In ambito civilistico, si è espresso l’Umani Ronchi che conferisce alle lussazioni
scapolo-omerali le seguenti valutazioni: episodio unico (3-7%), recidivante (8-15%),
abituale (16-20%). Se l’instabilità è stata operata ma persiste lieve deficit residuo 5-
10%. Il Luvoni attribuisce un tasso del 17-20% (secondo l’arto interessato) alla
lussazione abituale e 8-10% a quella recidivante. Questo tipo di lesione è stata
considerata anche dal Bargagna che assegna un valore variabile dal 2 al 5% alla
lussazione gleno-omerale con modesti disturbi funzionali senza recidiva, mentre alla
residua instabilità concede un tasso del 5-15% in base alla lassità ed alle turbe
trofiche. All’anchilosi scapolo-omerale, a seconda se l’arto è dominante o meno,
l’Autore attribuisce un valore del 20-24%, quando l’articolazione scapolo-toracica è
indenne, e un tasso del 25-30% nel caso vi sia una perdita funzionale anche di
quest’ultima funzione. Infine, secondo la rigidità dell’articolazione scapolo-omerale,
conferisce un valore del 16-20% per elevazione e abduzione possibili fino a 45°, un
9-12% per escursione concessa fino a 90°, un 4-6% fino a 135°, mentre per la
limitazione delle rotazioni della metà attribuisce un valore del 4-5% e per le sindromi
algiche con disfunzionalità minimale un tasso del 2-3%.

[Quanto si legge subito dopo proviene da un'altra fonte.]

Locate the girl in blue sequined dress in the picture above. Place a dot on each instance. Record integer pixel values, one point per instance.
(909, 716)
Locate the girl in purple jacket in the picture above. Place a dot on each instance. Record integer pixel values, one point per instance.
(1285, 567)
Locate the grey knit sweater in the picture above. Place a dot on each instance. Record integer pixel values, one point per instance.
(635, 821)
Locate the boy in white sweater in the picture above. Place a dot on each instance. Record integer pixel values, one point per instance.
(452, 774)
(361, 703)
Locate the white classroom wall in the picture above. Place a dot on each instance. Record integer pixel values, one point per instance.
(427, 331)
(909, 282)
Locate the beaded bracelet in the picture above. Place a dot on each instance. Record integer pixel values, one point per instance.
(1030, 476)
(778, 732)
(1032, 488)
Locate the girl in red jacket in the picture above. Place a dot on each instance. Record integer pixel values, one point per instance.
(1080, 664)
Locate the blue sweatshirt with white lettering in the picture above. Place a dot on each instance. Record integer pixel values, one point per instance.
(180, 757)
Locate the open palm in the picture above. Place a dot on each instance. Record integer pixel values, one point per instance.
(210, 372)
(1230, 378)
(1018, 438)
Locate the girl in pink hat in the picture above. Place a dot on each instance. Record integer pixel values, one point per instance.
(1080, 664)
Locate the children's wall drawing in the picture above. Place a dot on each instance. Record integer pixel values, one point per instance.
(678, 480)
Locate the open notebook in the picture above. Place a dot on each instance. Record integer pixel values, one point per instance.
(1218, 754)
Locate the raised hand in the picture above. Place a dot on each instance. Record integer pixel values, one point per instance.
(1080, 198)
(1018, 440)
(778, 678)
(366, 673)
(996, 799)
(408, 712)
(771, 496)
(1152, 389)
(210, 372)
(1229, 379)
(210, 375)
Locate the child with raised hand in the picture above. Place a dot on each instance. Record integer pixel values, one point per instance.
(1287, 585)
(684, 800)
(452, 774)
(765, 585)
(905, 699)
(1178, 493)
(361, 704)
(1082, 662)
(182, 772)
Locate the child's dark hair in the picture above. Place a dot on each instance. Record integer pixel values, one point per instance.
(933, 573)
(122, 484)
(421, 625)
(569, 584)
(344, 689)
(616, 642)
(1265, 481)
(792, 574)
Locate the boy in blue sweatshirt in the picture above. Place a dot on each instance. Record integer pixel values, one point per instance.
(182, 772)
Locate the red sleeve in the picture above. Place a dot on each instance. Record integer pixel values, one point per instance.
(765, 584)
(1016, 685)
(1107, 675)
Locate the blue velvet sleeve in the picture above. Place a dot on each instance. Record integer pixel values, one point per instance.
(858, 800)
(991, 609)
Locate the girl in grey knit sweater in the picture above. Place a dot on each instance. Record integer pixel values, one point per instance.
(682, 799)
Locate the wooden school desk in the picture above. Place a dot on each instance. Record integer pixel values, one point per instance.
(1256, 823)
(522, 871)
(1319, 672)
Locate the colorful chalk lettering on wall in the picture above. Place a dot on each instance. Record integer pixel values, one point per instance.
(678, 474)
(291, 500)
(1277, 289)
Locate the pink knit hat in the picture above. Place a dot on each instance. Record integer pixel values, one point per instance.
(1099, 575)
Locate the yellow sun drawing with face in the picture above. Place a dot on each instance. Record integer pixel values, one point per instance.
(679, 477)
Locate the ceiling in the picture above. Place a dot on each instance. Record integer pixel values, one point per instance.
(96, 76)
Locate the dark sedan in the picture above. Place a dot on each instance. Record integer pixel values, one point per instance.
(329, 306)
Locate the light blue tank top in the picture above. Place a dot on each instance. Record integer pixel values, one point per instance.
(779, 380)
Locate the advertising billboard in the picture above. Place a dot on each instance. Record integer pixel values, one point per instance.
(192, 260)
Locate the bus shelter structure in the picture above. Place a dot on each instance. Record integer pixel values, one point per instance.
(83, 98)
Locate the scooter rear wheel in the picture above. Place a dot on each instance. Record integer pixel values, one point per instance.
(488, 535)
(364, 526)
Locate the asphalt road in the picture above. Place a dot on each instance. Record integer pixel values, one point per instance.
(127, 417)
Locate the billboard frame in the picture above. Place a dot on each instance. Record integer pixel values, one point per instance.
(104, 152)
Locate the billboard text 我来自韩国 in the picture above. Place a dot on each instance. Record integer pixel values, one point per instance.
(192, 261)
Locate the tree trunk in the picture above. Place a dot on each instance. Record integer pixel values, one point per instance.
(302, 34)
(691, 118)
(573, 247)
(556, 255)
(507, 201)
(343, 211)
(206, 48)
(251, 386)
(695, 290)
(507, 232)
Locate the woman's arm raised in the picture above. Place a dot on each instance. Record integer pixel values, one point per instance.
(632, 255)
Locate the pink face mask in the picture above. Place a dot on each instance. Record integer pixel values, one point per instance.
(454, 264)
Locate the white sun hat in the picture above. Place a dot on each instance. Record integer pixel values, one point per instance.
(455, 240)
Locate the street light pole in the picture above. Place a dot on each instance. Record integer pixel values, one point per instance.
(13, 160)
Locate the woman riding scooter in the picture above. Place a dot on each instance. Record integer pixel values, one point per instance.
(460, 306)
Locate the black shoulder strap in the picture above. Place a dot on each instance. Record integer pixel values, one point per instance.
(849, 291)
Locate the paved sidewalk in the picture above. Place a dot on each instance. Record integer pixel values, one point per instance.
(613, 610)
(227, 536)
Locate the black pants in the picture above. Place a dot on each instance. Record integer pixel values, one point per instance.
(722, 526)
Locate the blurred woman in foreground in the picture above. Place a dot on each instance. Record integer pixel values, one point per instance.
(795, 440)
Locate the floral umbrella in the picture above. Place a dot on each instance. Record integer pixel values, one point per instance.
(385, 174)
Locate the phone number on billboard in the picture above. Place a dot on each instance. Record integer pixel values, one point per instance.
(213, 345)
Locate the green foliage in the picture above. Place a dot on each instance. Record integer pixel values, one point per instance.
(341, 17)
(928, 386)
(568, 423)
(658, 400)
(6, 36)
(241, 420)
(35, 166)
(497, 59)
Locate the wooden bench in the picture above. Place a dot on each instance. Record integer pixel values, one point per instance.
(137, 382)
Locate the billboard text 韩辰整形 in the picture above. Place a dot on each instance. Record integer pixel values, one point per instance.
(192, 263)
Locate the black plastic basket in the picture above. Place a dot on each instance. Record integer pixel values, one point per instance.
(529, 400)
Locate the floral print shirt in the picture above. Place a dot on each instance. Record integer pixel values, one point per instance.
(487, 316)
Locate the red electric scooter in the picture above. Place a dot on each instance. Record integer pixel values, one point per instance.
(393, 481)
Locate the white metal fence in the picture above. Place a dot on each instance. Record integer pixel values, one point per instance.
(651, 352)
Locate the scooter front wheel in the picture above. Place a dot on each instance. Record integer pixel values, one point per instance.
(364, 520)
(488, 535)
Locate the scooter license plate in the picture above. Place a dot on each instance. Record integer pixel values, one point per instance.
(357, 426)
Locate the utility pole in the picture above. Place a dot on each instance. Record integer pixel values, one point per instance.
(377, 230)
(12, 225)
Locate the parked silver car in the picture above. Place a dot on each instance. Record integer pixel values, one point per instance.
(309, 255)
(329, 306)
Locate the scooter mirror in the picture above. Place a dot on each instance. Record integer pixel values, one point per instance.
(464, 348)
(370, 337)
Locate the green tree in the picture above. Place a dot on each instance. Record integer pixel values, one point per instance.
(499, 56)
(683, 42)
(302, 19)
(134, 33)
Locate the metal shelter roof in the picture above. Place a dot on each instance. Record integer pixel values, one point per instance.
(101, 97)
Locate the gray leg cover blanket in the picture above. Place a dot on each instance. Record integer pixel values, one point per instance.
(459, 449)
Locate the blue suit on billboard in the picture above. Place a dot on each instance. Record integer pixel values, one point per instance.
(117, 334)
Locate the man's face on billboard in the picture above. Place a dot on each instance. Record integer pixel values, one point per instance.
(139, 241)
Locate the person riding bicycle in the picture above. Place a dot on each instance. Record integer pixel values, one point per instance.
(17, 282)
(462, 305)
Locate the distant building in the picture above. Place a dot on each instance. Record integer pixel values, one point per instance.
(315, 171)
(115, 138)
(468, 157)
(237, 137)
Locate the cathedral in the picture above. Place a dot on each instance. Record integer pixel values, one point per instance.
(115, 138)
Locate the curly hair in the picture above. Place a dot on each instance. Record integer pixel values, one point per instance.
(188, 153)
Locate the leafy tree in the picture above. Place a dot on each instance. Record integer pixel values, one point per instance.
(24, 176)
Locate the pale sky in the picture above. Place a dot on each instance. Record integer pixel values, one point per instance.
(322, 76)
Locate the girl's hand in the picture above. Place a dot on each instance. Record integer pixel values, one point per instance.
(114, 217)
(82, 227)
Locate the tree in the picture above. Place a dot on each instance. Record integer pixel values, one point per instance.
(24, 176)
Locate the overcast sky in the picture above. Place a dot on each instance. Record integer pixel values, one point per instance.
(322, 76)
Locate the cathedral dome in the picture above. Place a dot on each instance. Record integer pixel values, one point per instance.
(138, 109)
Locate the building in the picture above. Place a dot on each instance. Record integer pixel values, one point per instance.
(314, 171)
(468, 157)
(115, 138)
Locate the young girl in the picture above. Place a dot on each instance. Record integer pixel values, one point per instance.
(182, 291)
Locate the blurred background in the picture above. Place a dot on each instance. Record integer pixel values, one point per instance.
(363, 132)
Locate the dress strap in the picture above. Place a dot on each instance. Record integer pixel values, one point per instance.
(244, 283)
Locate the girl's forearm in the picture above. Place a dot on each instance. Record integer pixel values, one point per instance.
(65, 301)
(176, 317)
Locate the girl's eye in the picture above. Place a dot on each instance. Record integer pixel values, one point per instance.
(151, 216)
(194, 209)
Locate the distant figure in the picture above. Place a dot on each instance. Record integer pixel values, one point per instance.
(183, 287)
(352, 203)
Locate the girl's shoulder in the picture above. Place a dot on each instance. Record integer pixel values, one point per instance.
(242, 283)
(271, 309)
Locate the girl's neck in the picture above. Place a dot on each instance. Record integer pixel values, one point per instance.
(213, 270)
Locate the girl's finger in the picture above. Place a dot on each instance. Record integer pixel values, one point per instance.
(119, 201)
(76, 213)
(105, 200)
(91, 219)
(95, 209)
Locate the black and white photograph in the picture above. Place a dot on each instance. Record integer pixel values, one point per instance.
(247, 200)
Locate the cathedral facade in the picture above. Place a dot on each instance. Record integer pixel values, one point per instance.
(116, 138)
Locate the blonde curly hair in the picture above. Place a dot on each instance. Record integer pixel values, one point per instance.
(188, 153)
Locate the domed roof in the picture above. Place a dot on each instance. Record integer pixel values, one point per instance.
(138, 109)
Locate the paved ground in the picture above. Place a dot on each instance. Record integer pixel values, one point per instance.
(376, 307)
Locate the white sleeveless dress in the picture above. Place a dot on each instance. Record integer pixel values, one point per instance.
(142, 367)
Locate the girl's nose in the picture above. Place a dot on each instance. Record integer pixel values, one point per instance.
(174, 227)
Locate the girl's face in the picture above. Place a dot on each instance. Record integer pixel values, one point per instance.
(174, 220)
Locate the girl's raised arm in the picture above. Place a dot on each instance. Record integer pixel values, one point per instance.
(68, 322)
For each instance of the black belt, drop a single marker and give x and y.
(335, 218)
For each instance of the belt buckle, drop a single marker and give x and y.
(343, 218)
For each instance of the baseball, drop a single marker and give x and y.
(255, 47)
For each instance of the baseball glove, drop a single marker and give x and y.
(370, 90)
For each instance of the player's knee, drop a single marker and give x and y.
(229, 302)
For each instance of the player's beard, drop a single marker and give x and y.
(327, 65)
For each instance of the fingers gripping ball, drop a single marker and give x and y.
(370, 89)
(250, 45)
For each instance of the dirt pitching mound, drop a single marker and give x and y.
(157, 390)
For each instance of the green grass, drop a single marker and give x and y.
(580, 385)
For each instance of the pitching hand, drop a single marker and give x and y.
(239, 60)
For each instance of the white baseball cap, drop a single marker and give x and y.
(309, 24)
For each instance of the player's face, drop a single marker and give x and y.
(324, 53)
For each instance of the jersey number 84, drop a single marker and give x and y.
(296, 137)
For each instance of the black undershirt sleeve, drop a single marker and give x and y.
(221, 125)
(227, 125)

Potremmo andare oltre nella trattazione dei riferimenti tabellari, tuttavia, dovendo
terminare il presente intervento, ritengo assai importante ricordare che l’incontro
odierno rappresenta un momento iniziale ma essenziale che mira ad elaborare un
compiuto assetto sistematico dei criteri d’accertamento e di valutazione del danno
biologico, muovendo da una corretta metodologia medico-legale. Oggi ho cercato di
dare un contributo pratico a quelle regole magistralmente dettate dal Puccini e dal
Fallani, insigni Maestri di Medicina legale.